Diverse Prototypical Ensembles Improve Robustness to Subpopulation Shift¶

Conference: ICML2025
arXiv: 2505.23027
Code: minhto2802/dpe4subpop
Area: others (Robustness / Distribution Shift)
Keywords: subpopulation shift, prototype classifier, ensemble diversity, worst-group accuracy, distribution robustness

TL;DR¶

The paper proposes Diversified Prototypical Ensemble (DPE), which replaces the standard linear classification head with multiple diverse prototype classifiers. By utilizing both explicit (inter-prototype similarity loss) and implicit (bootstrap sampling) diversification strategies, DPE adaptively discovers subpopulation decision boundaries without requiring subpopulation annotations, significantly improving worst-group accuracy.

Background & Motivation¶

Problem Definition¶

Subpopulation shift refers to the difference in subpopulation distributions between training and testing sets, which is a common form of distribution shift.
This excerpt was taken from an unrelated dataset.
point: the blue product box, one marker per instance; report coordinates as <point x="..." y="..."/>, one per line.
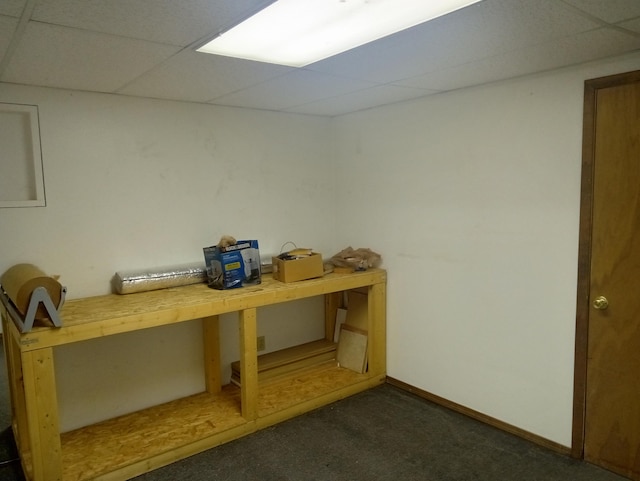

Yang et al. (2023) categorize it into four types:

Spurious Correlations: Non-causal features mislead predictions (e.g., background water \(\to\) waterbirds).

Attribute Imbalance: Certain attribute values appear far more frequently than others.

Class Imbalance: Some labels are severely underrepresented.

Attribute Generalization: Attribute values unseen during training appear at test time.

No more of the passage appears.